You Say You Want a Wikipedia
April 29th, 2008 by owenamVia kottke, an essay on Gin, Television, and Social Surplus:
For the first time, society forced onto an enormous number of its citizens the requirement to manage something they had never had to manage before–free time. And what did we do with that free time? Well, mostly we spent it watching TV. We did that for decades. We watched I Love Lucy. We watched Gilligan’s Island. We watch Malcolm in the Middle. We watch Desperate Housewives. Desperate Housewives essentially functioned as a kind of cognitive heat sink, dissipating thinking that might otherwise have built up and caused society to overheat.
When my mother disapproves of a TV show, or of TV in general, she shakes her head and says, “this is why there will never be another American revolution.” It’s really a pretty good point (if applied a little selectively), and one that I think Gil Scott-Heron missed. No one’s going to show up for his party because he scheduled it for a Thursday and they don’t want to miss the new Grey’s Anatomy, which is better than his silly revolution because the people are more attractive and you can skip out for a beer during the commercials.

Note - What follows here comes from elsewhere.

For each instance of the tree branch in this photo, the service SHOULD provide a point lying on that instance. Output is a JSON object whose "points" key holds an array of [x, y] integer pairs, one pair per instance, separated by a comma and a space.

Or perhaps that’s exactly his point, but if he wants to do something about it he should look for some sponsors and maybe think about voting people off the revolution every week. Potential tie-in with Who Wants To Be A Millionaire?
Maybe we can TiVo the revolution?
But that’s not really the point of the essay. The point is that perhaps we are finally coming up with something more constructive — more of an investment — to do with the surplus:
…if you take Wikipedia as a kind of unit, all of Wikipedia, the whole project–every page, every edit, every talk page, every line of code, in every language that Wikipedia exists in–that represents something like the cumulation of 100 million hours of human thought.
But there’s still a whole lot left:
And television watching? Two hundred billion hours, in the U.S. alone, every year. Put another way, now that we have a unit, that’s 2,000 Wikipedia projects a year spent watching television.
I will paraphrase that for emphasis: if every American stopped watching television for a year, we would have enough time to recreate the entirety of Wikipedia 2,000 times over. (Of course, we would have to leave out all the articles about Desperate Housewives.)